"Rumors of a massive underwater earthquake rocking Thunder Bay, Ontario and triggering a dangerous tsunami headed due south across the lake directly for the Keweenaw turned out to be totally unfounded," said WW&W seismologist Sue Naami.
"False alarm," she added, "the magnitude 7.1 fake quake simply never happened, leaving nowhere near the widespread, catastrophic destruction of unthinkable proportions that laid waste to Haiti, Chile and Taiwan."
Nor was there a kernel of truth to a mountainous wave submerging Isle Royale as it rolled inexorably across Lake Superior, capsizing 1,000-foot ore boats, and washing the entire north shore of the U.P. and the coastal villages of Copper Harbor, Eagle Harbor and Eagle River out to sea.
"Their sins weren't even washed away metaphorically," said a dejected local fundamentalist thought to have started the rumor. "In fact, it backfired," he confessed in shame. "Most people fear losing there lives and homes when the earth moves under your feet; fundamentalists are afraid someone might think they were dancing."
"I know it sounds silly," said WW&W religion correspondent Amazing Grace. "They believe earthquakes and natural disasters are the fault of sinners being punished by God for their wicked ways, and not the Keweenaw Fault."

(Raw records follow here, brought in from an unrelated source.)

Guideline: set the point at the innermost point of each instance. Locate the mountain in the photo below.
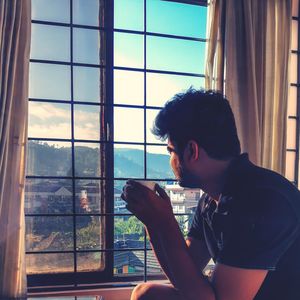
(49, 160)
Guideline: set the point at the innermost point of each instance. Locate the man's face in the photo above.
(184, 177)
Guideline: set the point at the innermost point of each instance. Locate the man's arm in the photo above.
(197, 250)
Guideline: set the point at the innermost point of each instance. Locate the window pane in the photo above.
(86, 12)
(128, 87)
(170, 85)
(49, 263)
(293, 76)
(54, 10)
(128, 50)
(47, 196)
(88, 232)
(50, 42)
(48, 158)
(128, 161)
(49, 233)
(47, 81)
(87, 159)
(86, 46)
(47, 120)
(129, 14)
(119, 203)
(151, 115)
(128, 124)
(87, 84)
(128, 263)
(88, 196)
(175, 55)
(291, 134)
(158, 165)
(87, 122)
(176, 18)
(129, 233)
(290, 165)
(87, 262)
(292, 101)
(153, 266)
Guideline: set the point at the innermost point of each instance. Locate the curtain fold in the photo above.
(15, 28)
(253, 40)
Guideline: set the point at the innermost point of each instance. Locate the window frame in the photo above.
(74, 280)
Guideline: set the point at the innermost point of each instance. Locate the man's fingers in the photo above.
(161, 192)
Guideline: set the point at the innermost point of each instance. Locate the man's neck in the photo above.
(214, 187)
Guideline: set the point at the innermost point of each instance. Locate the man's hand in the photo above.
(153, 208)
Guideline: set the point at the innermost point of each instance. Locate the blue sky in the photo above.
(164, 54)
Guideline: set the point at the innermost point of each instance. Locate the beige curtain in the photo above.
(249, 47)
(15, 25)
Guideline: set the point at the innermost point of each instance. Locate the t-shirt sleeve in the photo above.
(196, 229)
(259, 233)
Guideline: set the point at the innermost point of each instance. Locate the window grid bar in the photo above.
(296, 176)
(72, 141)
(93, 103)
(145, 131)
(96, 142)
(66, 63)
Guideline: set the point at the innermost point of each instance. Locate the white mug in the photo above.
(149, 184)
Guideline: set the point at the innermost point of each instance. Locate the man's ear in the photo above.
(192, 150)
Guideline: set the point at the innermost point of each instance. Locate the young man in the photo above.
(247, 220)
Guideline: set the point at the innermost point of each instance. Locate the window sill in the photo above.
(117, 291)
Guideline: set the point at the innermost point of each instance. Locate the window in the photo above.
(293, 112)
(98, 76)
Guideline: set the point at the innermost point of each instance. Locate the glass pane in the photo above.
(294, 35)
(49, 263)
(293, 76)
(88, 196)
(87, 84)
(128, 263)
(295, 8)
(129, 14)
(128, 124)
(153, 266)
(291, 134)
(128, 87)
(188, 57)
(128, 233)
(87, 262)
(158, 165)
(49, 158)
(47, 81)
(151, 115)
(50, 42)
(88, 232)
(49, 120)
(290, 165)
(292, 101)
(87, 122)
(119, 203)
(86, 46)
(86, 12)
(54, 10)
(47, 196)
(176, 18)
(87, 159)
(49, 233)
(162, 87)
(128, 161)
(128, 50)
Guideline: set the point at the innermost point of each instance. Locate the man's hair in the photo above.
(203, 116)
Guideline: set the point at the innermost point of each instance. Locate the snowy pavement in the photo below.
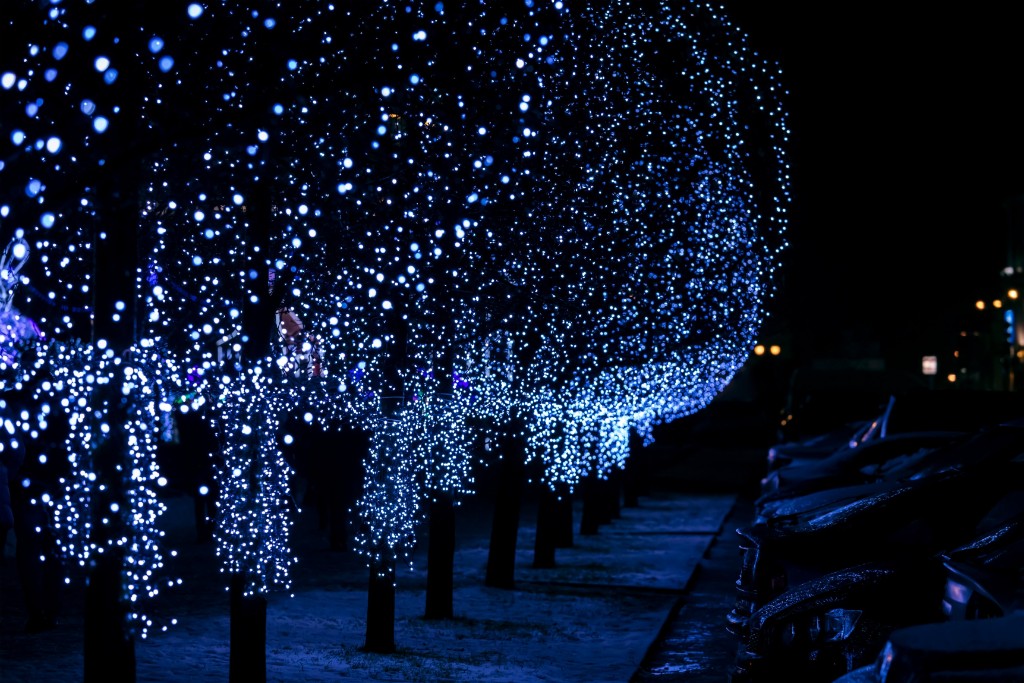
(590, 619)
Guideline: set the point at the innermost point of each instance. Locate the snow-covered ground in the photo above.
(590, 619)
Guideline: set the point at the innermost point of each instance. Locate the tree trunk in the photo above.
(440, 557)
(590, 518)
(380, 608)
(614, 494)
(505, 525)
(634, 481)
(248, 635)
(547, 528)
(563, 515)
(110, 649)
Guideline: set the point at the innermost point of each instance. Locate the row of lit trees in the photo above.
(437, 223)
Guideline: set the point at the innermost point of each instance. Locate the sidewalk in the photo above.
(591, 619)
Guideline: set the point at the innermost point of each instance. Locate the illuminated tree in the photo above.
(83, 107)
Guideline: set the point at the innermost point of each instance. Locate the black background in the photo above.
(906, 143)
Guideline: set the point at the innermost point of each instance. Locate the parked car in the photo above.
(902, 413)
(828, 626)
(821, 399)
(990, 649)
(937, 507)
(850, 466)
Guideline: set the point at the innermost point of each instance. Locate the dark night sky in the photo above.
(907, 137)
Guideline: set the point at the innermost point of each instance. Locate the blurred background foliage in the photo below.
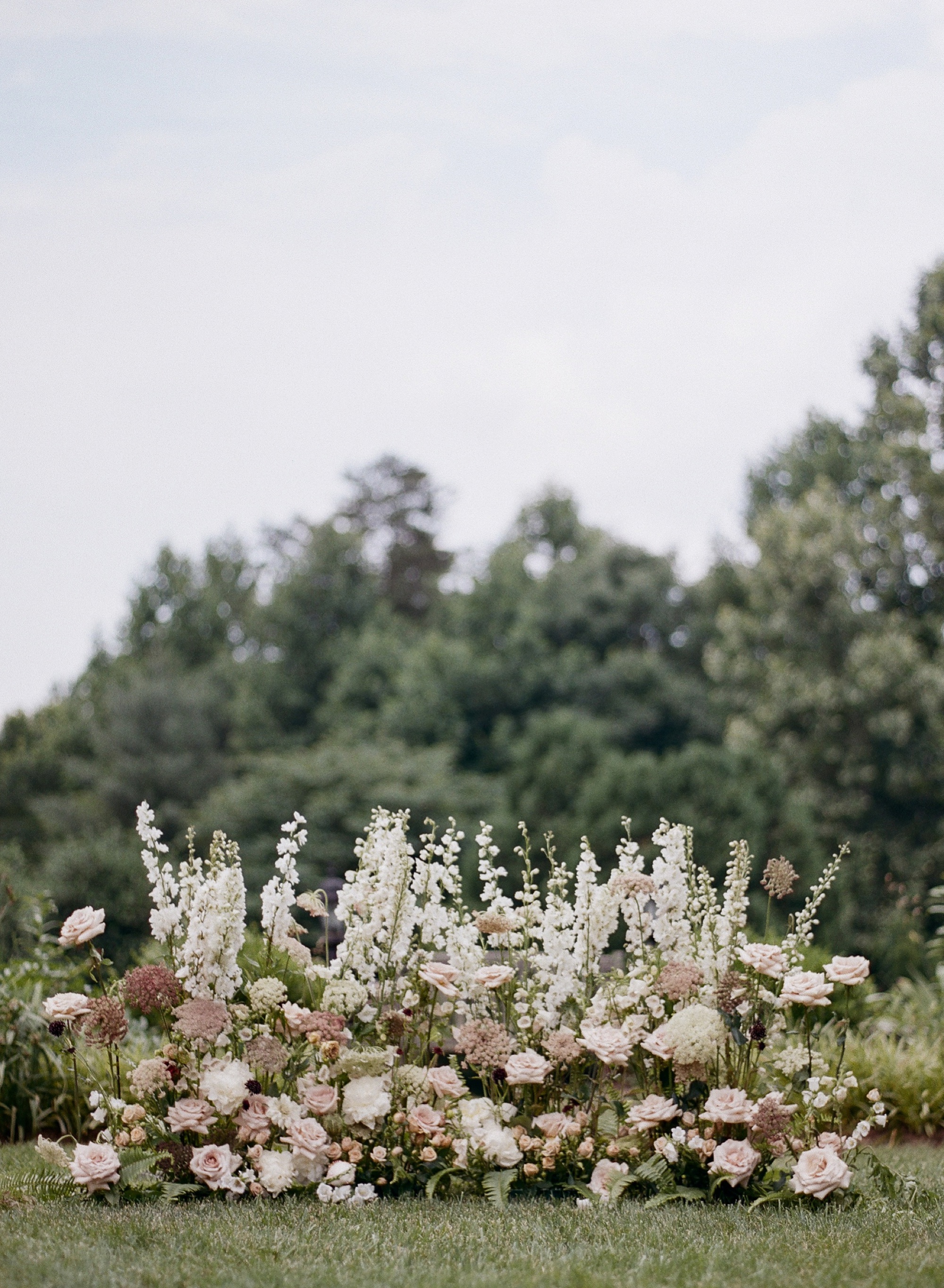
(796, 700)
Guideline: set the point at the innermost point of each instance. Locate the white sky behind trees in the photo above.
(245, 246)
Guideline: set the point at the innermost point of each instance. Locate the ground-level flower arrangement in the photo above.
(448, 1052)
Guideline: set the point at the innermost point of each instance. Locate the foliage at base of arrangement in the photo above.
(445, 1052)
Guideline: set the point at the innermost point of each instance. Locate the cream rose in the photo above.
(652, 1112)
(807, 988)
(441, 977)
(366, 1102)
(494, 977)
(97, 1167)
(320, 1099)
(191, 1114)
(66, 1006)
(848, 970)
(819, 1172)
(607, 1043)
(734, 1161)
(424, 1121)
(214, 1166)
(80, 926)
(446, 1082)
(527, 1067)
(728, 1105)
(766, 959)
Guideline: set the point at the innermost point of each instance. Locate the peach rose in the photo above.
(441, 977)
(424, 1121)
(766, 959)
(728, 1105)
(94, 1166)
(807, 988)
(527, 1067)
(848, 970)
(819, 1172)
(446, 1082)
(734, 1161)
(214, 1166)
(494, 977)
(320, 1099)
(66, 1006)
(80, 926)
(607, 1043)
(652, 1112)
(191, 1114)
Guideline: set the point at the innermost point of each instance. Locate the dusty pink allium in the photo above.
(678, 981)
(485, 1044)
(105, 1023)
(267, 1054)
(202, 1018)
(151, 988)
(771, 1116)
(562, 1046)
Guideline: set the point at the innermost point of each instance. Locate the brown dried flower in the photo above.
(780, 877)
(492, 924)
(105, 1023)
(151, 988)
(678, 981)
(267, 1054)
(202, 1018)
(731, 991)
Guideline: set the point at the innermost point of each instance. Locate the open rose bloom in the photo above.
(442, 1044)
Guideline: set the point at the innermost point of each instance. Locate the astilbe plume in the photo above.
(151, 988)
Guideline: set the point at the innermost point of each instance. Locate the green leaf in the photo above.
(497, 1186)
(607, 1124)
(436, 1178)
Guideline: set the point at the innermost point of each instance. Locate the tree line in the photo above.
(796, 700)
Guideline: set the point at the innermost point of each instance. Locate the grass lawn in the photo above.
(472, 1245)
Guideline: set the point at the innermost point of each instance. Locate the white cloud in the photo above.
(195, 340)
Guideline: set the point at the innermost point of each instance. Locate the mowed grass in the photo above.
(416, 1245)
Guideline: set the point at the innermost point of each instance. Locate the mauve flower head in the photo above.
(105, 1023)
(151, 988)
(202, 1018)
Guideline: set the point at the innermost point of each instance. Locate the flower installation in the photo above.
(445, 1050)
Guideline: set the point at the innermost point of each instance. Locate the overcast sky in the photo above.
(245, 246)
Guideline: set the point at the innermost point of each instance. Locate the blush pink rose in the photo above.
(728, 1105)
(446, 1082)
(97, 1167)
(526, 1068)
(82, 926)
(734, 1161)
(214, 1166)
(819, 1172)
(652, 1112)
(848, 970)
(191, 1114)
(425, 1121)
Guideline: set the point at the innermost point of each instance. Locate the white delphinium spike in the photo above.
(165, 918)
(216, 923)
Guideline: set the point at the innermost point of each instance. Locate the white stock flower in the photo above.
(366, 1102)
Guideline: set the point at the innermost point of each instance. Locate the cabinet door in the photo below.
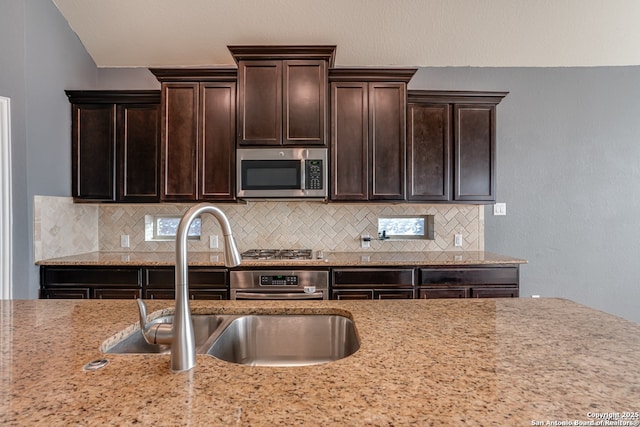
(349, 141)
(93, 144)
(217, 141)
(474, 152)
(387, 118)
(428, 152)
(304, 102)
(259, 103)
(138, 152)
(179, 141)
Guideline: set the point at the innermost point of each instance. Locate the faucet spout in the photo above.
(183, 352)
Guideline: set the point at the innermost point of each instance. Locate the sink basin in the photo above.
(260, 340)
(204, 325)
(285, 340)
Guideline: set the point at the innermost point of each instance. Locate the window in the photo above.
(162, 227)
(406, 227)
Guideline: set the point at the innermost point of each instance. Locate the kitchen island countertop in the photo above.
(421, 362)
(376, 258)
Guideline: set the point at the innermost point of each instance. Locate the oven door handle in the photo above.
(279, 295)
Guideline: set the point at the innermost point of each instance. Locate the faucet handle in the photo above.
(158, 333)
(142, 311)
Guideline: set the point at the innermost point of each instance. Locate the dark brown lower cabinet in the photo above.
(83, 282)
(62, 282)
(469, 282)
(372, 283)
(204, 283)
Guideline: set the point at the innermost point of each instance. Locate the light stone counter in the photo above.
(330, 259)
(506, 362)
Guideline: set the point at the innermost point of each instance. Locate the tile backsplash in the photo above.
(277, 224)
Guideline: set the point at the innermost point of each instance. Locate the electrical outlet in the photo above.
(500, 209)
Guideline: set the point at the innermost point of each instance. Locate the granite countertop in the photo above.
(421, 362)
(330, 259)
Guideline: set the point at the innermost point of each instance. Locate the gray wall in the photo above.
(569, 171)
(568, 156)
(39, 58)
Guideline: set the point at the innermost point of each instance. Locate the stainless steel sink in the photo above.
(260, 340)
(285, 340)
(204, 325)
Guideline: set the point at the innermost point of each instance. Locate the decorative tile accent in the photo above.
(299, 224)
(62, 228)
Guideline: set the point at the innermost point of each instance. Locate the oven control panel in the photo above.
(278, 280)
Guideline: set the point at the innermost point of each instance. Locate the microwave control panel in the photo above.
(313, 173)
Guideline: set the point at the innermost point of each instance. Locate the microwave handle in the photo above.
(277, 295)
(303, 176)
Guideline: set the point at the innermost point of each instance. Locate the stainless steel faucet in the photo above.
(179, 334)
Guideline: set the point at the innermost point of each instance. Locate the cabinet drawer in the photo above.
(494, 292)
(118, 293)
(393, 294)
(221, 294)
(470, 276)
(65, 293)
(443, 292)
(198, 278)
(350, 294)
(66, 277)
(373, 277)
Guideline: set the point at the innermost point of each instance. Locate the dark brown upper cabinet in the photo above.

Seismologists, geologists and theologists believe earthquakes and tsunamis are caused by the slipping of secular tectonic plates.
Those who jumped the gun and started rejoicing prematurely that their days on earth were finally over and their heavenly home was nigh were bitterly disappointed to hear it was just a hoax.
"I don't care how apocalyptic you are," Grace admonished, "God hasn't done hurricanes, earthquakes, tsunamis, floods or pestilence since Sodom & Gomorrah; In fact, He wishes you'd stop calling natural disasters acts of God altogether."
"You know how they say it's too late to duck once you've heard the shot?" she added. "If somebody hollers "Tsunami! Run!" it's pretty much too late no matter how fast you are."
The epicenter of the fake quake took place in a remote, untraveled wilderness area backa Helltown Swamp where there's not much to destroy; a black hole that even the most sophisticated cellphones cannot penetrate. Yet an entire hunting culture is in mourning over every deer camp in the Keweenaw being reduced to rubble, yet saunas went miraculously untouched.
"We're pretty much northa most anything you'd call infrastructure," Sue Naami said.
Shock waves from the seismic event pretty much petered out by the time they got to Copper City, where bar stools at the Drift shifted slightly to starboard, pool balls rolled into pockets by themselves, and alcohol abuse was limited to a few spilled beers. Farther inland, gently rolling spasms did hundreds of thousands of dollars worth of improvements to the Calumet-Laurium metroplex while inflicting only hundreds of dollars in damages and minimal human suffering.
The quake did leave a gaping chasm between them right down the middle of US 41, giving them a good reason to be separate towns.
"We haven't had an earthquake or volcanic eruption around here for millions of years since way back before God's time," said a Michigan Tectonics geophysicist. "We're talking Precambrian in geologic time, which is different than God's time. Radiometric dating ages the earth at 4.5 billion years, well before the Book of Genesis. There wasn't even water in Lake Superior yet."
The pseudo-seismic event vented itself up, not out, and the violent upward thrust in the earth's crust pushed Brockway Mountain up to an elevation of 5,299 feet, surpassing the Mile High City of Denver by 19 feet. Mount Bohemia rose to 5,208 feet, making it the highest elevation ski hill easta the Rockies by a long shot. Olympic gold medalist downhill racers and WW&W correspondents Lindsey Vonnanen and Julia Mancusonen plan to be the first to ski the lofty new peaks wearing their uniforms from the Sports Illustrated Swimsuit shoot.
Initial attempts by local Finnish mountaineers to reach the summits failed when they ran outa scaffolding, but you know what they say about sisu.